Answer
The limit of a polynomial function $ f\left( x \right)={{b}_{n}}{{x}^{n}}+{{b}_{n-1}}{{x}^{n-1}}+\cdots +{{b}_{1}}x+{{b}_{0}}$ is $\underset{x\to a}{\mathop{\lim }}\,f\left( x \right)=f\left( a \right)$, which is the value of the polynomial evaluated at the $ a $.
Work Step by Step
A polynomial function is a sum of monomials.
$ f\left( x \right)={{b}_{n}}{{x}^{n}}+{{b}_{n-1}}{{x}^{n-1}}+\cdots +{{b}_{1}}x+{{b}_{0}}$
Thus, to find the limit of a polynomial, find the limit of each of the monomials and add them up.
So,
$\begin{align}
& \underset{x\to a}{\mathop{\lim }}\,f\left( x \right)=\underset{x\to a}{\mathop{\lim }}\,\left( {{b}_{n}}{{x}^{n}}+{{b}_{n-1}}{{x}^{n-1}}+\cdots +{{b}_{1}}x+{{b}_{0}} \right) \\
& =\underset{x\to a}{\mathop{\lim }}\,{{b}_{n}}{{x}^{n}}+\underset{x\to a}{\mathop{\lim }}\,{{b}_{n-1}}{{x}^{n-1}}+\cdots +\underset{x\to a}{\mathop{\lim }}\,{{b}_{1}}x+\underset{x\to a}{\mathop{\lim }}\,{{b}_{0}}
\end{align}$
Use $\underset{x\to a}{\mathop{\lim }}\,c=c\ \text{with }c={{b}_{0}}$,
$\begin{align}
& \underset{x\to a}{\mathop{\lim }}\,f\left( x \right)={{b}_{n}}{{a}^{n}}+{{b}_{n-1}}{{a}^{n-1}}+\cdots +{{b}_{1}}a+{{b}_{0}} \\
& =f\left( a \right)
\end{align}$
which is equal to value of the polynomial evaluated at $ a $.

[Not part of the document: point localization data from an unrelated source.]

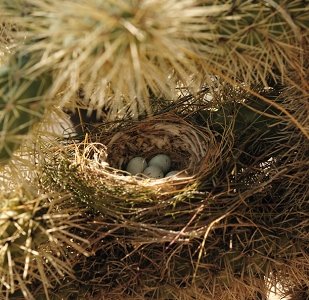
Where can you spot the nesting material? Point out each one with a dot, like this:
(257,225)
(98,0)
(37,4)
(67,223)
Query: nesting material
(188,147)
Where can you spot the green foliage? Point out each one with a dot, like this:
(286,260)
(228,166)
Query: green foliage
(235,72)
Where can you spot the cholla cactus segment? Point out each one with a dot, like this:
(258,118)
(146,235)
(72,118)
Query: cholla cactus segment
(35,241)
(124,51)
(120,50)
(21,102)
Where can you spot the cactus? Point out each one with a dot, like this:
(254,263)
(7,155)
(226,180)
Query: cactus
(21,102)
(242,215)
(31,237)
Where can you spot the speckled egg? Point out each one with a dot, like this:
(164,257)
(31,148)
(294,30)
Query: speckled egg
(136,165)
(162,161)
(154,172)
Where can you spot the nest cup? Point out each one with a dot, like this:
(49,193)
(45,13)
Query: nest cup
(186,145)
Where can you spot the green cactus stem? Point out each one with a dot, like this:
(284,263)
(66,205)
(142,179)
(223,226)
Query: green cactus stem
(22,103)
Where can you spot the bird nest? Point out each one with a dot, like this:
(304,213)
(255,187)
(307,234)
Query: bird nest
(193,150)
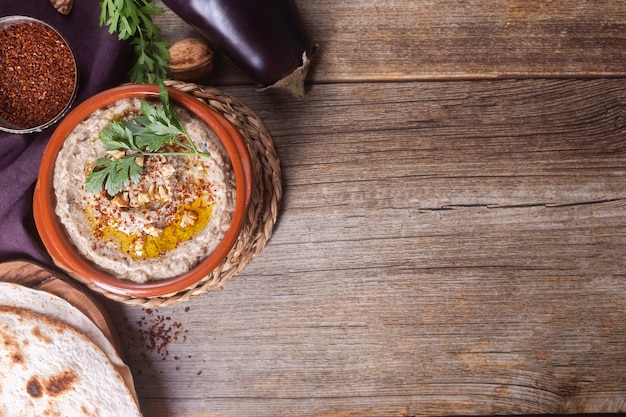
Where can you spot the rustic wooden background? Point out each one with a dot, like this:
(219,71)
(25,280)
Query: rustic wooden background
(452,236)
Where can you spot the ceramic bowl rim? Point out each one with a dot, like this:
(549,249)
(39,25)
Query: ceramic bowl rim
(53,234)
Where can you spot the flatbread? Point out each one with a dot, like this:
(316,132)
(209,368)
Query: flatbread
(48,367)
(16,295)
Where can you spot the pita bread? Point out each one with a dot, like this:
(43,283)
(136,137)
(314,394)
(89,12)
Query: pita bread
(51,368)
(42,302)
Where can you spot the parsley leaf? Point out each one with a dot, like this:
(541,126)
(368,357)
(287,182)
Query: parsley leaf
(132,19)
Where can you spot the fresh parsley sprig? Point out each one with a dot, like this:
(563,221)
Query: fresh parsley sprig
(145,134)
(132,19)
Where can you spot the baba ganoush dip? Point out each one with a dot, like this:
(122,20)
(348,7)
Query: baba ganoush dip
(157,228)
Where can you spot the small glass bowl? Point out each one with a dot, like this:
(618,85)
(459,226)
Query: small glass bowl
(5,125)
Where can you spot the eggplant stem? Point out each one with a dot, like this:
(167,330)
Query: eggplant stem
(294,82)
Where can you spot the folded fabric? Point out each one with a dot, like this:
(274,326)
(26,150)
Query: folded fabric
(103,62)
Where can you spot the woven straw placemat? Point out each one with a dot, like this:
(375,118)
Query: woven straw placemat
(264,201)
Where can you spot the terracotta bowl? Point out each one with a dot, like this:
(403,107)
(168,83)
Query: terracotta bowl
(8,126)
(53,234)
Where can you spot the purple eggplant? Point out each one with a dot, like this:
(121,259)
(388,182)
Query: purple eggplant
(265,38)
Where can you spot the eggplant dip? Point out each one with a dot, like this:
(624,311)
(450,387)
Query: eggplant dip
(162,224)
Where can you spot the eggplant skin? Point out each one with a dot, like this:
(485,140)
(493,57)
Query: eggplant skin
(265,38)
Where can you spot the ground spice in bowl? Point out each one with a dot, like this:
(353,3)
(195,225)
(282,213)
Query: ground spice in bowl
(39,75)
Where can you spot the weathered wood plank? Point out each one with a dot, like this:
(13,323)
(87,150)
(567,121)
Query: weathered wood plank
(443,248)
(414,40)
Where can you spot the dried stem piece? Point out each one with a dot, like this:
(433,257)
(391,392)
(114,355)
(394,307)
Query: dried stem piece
(63,6)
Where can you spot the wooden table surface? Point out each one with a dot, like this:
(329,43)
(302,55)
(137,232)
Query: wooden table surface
(452,233)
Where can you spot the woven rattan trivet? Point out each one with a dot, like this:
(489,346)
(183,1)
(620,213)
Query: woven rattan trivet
(264,202)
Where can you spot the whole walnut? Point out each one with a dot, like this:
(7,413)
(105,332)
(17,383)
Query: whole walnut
(190,59)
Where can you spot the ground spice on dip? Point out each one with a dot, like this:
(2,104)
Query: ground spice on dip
(38,74)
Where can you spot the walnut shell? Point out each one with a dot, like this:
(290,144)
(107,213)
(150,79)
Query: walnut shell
(190,59)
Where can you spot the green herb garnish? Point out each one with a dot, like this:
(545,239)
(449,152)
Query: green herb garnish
(144,134)
(132,19)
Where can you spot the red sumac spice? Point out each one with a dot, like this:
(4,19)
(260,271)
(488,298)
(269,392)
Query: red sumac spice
(38,74)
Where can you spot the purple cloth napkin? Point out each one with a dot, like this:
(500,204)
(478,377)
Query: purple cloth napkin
(103,62)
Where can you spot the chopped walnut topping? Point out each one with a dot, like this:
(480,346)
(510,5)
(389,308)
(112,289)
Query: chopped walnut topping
(189,218)
(167,170)
(142,198)
(121,200)
(164,194)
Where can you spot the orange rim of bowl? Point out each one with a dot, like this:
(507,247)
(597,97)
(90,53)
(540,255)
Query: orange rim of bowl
(53,234)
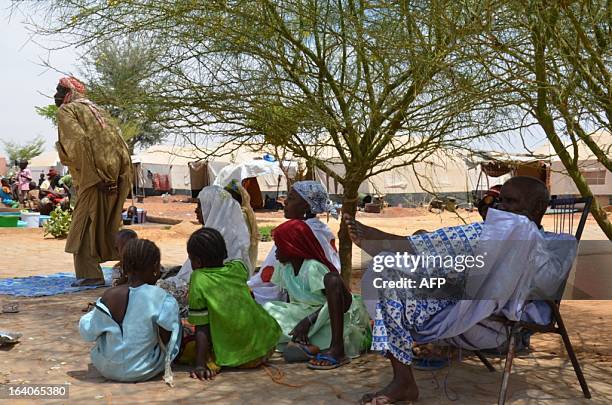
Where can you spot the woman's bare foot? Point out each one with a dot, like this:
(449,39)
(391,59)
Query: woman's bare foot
(402,388)
(394,392)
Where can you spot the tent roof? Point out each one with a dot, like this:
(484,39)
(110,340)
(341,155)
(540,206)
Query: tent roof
(602,138)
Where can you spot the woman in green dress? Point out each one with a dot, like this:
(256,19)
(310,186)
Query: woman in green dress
(231,329)
(322,321)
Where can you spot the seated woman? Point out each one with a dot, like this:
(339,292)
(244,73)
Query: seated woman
(305,200)
(216,209)
(231,328)
(135,326)
(321,313)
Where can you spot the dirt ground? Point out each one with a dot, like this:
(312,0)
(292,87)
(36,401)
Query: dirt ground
(52,352)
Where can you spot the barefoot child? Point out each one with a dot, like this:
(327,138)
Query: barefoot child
(121,238)
(135,326)
(229,324)
(321,313)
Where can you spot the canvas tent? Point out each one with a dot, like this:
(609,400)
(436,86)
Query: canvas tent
(43,162)
(490,168)
(186,172)
(597,176)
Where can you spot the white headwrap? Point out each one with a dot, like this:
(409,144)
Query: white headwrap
(315,195)
(221,212)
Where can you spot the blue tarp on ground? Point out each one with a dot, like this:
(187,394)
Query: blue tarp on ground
(40,286)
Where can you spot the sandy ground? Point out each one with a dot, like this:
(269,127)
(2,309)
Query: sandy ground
(52,352)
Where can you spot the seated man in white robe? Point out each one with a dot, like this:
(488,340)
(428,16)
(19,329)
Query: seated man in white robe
(522,263)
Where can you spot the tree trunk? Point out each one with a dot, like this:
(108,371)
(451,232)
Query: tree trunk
(545,119)
(349,206)
(597,211)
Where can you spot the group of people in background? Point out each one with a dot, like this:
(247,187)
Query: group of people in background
(44,195)
(217,311)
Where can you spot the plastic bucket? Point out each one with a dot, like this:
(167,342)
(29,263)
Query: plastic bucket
(141,215)
(8,221)
(32,219)
(43,219)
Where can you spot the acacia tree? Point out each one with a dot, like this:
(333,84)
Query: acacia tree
(120,74)
(552,60)
(309,76)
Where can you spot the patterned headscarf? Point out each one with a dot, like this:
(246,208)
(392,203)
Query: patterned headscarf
(315,195)
(295,239)
(76,93)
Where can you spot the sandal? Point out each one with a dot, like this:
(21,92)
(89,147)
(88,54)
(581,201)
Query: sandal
(11,308)
(333,363)
(299,353)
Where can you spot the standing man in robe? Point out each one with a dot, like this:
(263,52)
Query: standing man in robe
(90,144)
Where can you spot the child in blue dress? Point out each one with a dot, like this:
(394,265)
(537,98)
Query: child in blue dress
(135,326)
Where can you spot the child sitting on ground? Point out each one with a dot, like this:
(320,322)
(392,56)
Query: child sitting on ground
(121,238)
(229,324)
(135,326)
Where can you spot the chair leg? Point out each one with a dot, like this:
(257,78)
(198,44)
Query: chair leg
(503,390)
(572,355)
(484,361)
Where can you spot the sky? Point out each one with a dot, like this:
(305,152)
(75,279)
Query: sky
(25,83)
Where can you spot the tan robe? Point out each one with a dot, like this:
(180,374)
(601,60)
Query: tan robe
(93,154)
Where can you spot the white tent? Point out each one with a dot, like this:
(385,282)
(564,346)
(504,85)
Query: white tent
(189,171)
(597,176)
(43,162)
(441,173)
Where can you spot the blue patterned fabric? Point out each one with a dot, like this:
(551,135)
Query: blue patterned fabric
(40,286)
(398,311)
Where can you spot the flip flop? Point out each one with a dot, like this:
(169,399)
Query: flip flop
(429,363)
(297,353)
(11,308)
(326,357)
(88,282)
(379,399)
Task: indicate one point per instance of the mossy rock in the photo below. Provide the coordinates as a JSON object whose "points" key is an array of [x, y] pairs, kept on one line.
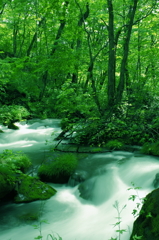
{"points": [[7, 184], [13, 126], [58, 170], [147, 224], [31, 189]]}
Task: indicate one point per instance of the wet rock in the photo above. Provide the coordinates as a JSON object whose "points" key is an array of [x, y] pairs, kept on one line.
{"points": [[30, 189], [86, 189], [147, 224], [77, 177]]}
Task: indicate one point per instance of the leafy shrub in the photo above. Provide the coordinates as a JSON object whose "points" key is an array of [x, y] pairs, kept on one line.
{"points": [[9, 114], [58, 170], [114, 145]]}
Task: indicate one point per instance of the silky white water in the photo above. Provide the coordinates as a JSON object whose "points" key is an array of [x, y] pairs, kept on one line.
{"points": [[73, 218]]}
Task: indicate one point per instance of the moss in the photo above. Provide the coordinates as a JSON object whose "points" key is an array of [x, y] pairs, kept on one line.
{"points": [[29, 217], [15, 160], [13, 126], [147, 224], [11, 165], [31, 189]]}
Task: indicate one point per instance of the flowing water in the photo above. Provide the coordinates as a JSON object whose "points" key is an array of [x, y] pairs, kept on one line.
{"points": [[73, 218]]}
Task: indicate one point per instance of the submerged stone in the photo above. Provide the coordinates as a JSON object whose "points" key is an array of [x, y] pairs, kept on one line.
{"points": [[31, 189], [146, 225]]}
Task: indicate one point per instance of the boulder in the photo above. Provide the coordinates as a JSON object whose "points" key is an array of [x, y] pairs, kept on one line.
{"points": [[147, 224], [30, 189], [77, 177], [156, 181]]}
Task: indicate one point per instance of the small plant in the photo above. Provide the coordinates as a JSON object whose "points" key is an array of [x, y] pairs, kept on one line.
{"points": [[118, 223], [134, 197]]}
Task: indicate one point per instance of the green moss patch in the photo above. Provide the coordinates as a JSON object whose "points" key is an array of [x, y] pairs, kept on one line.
{"points": [[31, 189]]}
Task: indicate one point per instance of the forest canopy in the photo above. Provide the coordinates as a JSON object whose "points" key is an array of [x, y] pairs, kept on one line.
{"points": [[92, 63]]}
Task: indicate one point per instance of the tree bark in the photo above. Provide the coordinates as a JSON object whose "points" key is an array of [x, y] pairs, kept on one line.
{"points": [[123, 70], [112, 57]]}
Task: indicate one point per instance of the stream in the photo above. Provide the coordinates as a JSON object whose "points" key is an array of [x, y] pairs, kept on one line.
{"points": [[110, 176]]}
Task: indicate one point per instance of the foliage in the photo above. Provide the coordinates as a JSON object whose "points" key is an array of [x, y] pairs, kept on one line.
{"points": [[9, 114], [61, 167], [114, 145], [15, 160]]}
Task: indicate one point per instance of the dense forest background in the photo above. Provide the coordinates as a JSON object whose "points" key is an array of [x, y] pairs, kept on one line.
{"points": [[92, 63]]}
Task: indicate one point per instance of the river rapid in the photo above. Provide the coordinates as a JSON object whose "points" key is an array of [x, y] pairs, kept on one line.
{"points": [[66, 213]]}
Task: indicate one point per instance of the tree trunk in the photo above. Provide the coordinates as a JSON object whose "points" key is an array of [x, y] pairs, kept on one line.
{"points": [[112, 58], [123, 69]]}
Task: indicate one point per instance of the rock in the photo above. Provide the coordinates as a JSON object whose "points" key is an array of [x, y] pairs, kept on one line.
{"points": [[147, 224], [156, 181], [31, 189], [77, 177], [13, 126], [6, 187]]}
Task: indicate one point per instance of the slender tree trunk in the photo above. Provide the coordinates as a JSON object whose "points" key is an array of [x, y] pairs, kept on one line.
{"points": [[123, 70], [112, 58]]}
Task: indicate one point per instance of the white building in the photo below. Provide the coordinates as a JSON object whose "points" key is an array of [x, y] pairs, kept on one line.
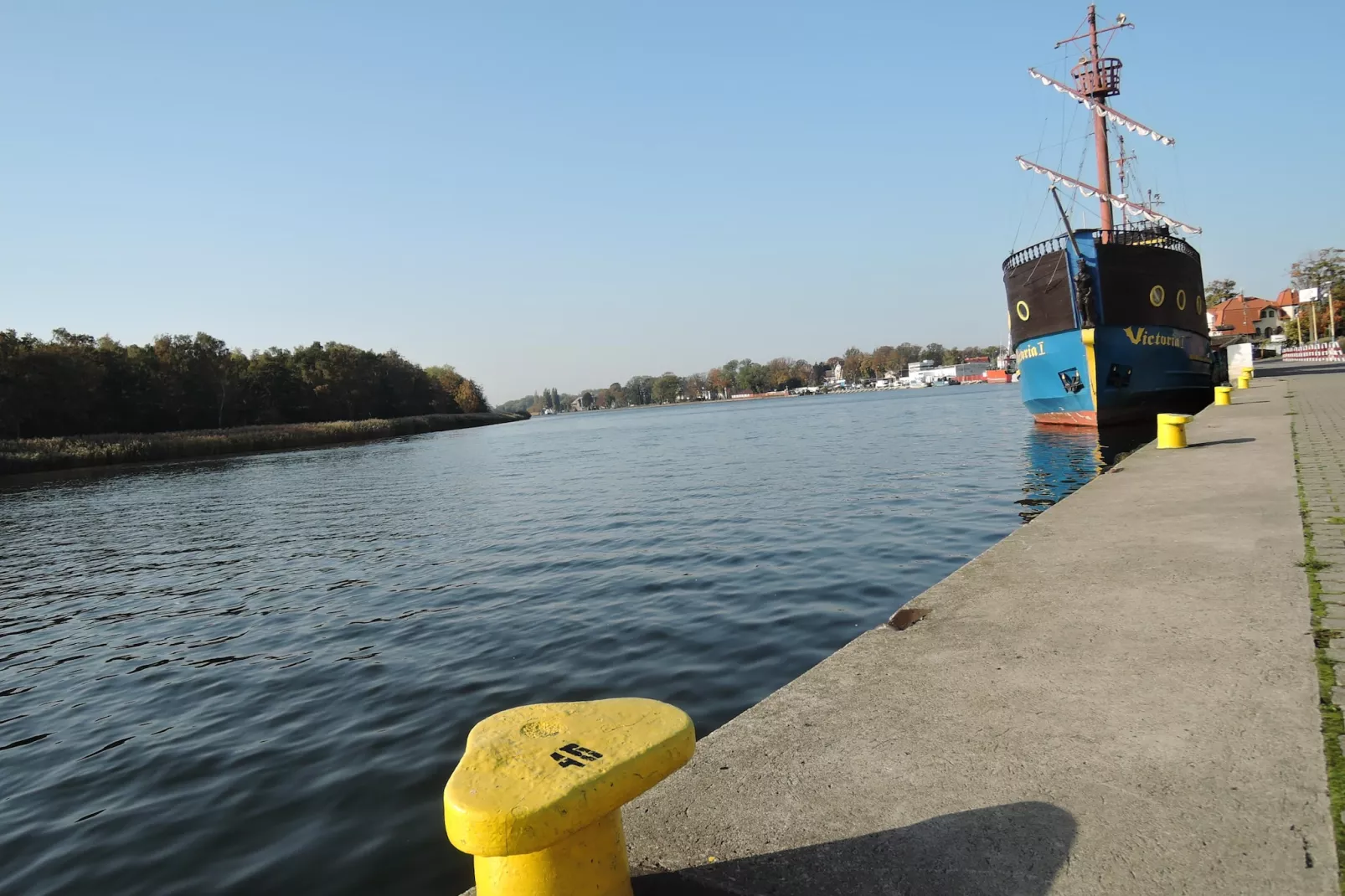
{"points": [[927, 372]]}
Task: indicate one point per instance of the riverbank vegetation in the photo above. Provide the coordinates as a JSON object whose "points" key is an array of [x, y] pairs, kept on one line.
{"points": [[68, 452], [748, 377], [75, 385]]}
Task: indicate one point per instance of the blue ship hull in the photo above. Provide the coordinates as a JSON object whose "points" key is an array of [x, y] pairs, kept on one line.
{"points": [[1112, 376], [1110, 334]]}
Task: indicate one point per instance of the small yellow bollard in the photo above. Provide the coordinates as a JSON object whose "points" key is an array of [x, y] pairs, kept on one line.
{"points": [[1172, 430], [537, 798]]}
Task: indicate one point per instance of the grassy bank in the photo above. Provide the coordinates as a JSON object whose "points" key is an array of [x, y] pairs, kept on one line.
{"points": [[38, 455], [1333, 720]]}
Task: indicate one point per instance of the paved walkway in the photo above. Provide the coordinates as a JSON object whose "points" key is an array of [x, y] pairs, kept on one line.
{"points": [[1118, 698], [1318, 399]]}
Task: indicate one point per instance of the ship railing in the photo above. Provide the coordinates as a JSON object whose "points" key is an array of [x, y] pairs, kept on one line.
{"points": [[1129, 235], [1149, 237], [1040, 250]]}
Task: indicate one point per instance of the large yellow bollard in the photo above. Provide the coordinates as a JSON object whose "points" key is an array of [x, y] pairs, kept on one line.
{"points": [[1172, 430], [539, 794]]}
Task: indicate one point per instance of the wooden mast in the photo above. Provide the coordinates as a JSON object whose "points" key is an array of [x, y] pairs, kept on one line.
{"points": [[1100, 126]]}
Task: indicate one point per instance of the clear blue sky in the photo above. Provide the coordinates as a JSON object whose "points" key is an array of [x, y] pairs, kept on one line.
{"points": [[550, 194]]}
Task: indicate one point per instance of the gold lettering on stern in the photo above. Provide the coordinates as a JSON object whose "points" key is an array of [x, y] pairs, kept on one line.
{"points": [[1141, 337], [1032, 352]]}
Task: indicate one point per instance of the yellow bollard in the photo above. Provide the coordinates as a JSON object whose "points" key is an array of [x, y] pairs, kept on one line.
{"points": [[1172, 430], [539, 794]]}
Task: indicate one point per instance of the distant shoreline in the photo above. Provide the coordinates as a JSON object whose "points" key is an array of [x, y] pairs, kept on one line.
{"points": [[73, 452], [755, 397]]}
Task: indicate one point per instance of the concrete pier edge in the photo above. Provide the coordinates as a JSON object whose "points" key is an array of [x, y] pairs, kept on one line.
{"points": [[1119, 698]]}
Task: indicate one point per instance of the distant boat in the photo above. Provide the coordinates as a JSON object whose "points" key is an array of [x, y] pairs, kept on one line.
{"points": [[1109, 324]]}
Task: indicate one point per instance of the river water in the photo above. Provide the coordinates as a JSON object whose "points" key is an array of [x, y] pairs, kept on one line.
{"points": [[255, 674]]}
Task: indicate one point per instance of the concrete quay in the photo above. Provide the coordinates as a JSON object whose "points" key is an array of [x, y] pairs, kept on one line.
{"points": [[1121, 698]]}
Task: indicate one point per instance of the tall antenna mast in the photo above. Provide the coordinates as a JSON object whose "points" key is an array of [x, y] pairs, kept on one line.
{"points": [[1099, 77], [1121, 171]]}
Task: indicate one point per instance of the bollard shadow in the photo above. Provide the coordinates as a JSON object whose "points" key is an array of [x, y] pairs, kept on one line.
{"points": [[1014, 849], [1222, 441]]}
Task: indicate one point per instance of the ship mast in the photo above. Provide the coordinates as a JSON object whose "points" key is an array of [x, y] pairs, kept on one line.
{"points": [[1099, 77], [1100, 126]]}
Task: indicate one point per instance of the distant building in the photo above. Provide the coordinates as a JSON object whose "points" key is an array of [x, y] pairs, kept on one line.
{"points": [[1287, 303], [1245, 317], [927, 372]]}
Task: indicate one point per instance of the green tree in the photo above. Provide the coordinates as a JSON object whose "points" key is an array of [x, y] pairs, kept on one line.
{"points": [[853, 365], [1324, 270], [666, 388]]}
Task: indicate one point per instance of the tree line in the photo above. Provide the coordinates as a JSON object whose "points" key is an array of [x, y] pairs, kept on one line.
{"points": [[748, 377], [1325, 270], [78, 385]]}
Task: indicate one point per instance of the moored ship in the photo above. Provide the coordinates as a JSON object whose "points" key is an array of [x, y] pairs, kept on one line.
{"points": [[1109, 324]]}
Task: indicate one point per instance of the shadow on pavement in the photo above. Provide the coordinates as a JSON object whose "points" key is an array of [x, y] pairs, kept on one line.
{"points": [[1220, 441], [1014, 849], [1304, 369]]}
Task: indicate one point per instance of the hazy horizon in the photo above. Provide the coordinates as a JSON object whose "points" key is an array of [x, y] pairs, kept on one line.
{"points": [[552, 197]]}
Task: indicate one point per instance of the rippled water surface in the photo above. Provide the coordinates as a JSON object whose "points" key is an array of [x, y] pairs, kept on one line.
{"points": [[255, 674]]}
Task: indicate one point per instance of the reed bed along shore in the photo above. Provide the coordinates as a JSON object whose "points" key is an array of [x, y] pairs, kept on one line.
{"points": [[69, 452]]}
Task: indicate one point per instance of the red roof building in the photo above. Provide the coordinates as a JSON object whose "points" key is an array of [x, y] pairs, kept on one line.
{"points": [[1287, 303], [1245, 317]]}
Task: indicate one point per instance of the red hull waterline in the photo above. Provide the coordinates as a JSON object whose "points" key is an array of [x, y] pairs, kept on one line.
{"points": [[1068, 417]]}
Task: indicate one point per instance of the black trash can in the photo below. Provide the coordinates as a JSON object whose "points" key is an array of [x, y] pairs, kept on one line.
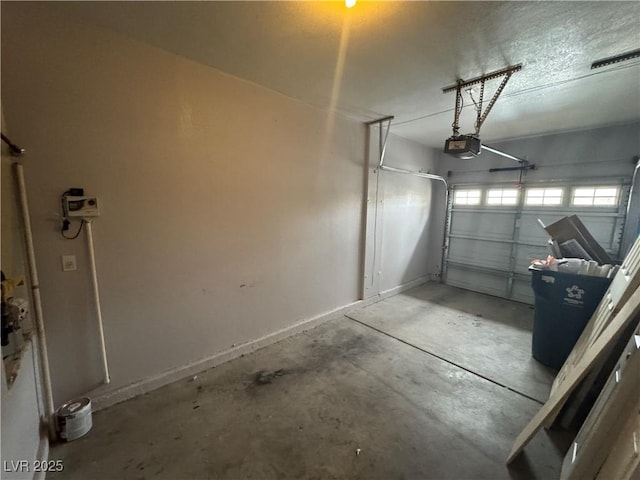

Thus, if $ f $ is a polynomial function, then $\underset{x\to a}{\mathop{\lim }}\,f\left( x \right)=f\left( a \right)$ for any number $ a $.
For example, $ f\left( x \right)={{x}^{3}}-2{{x}^{2}}+x+3$
$\begin{align}
& \underset{x\to 0}{\mathop{\lim }}\,f\left( x \right)=\underset{x\to 0}{\mathop{\lim }}\,\left( {{x}^{3}}-2{{x}^{2}}+x+3 \right) \\
& =\underset{x\to 0}{\mathop{\lim }}\,{{x}^{3}}-\underset{x\to 0}{\mathop{\lim }}\,2{{x}^{2}}+\underset{x\to 0}{\mathop{\lim }}\,x+\underset{x\to 0}{\mathop{\lim }}\,3 \\
& ={{0}^{3}}-2\times {{0}^{2}}+0+3 \\
& =0-0+0+3 \\
& =3
\end{align}$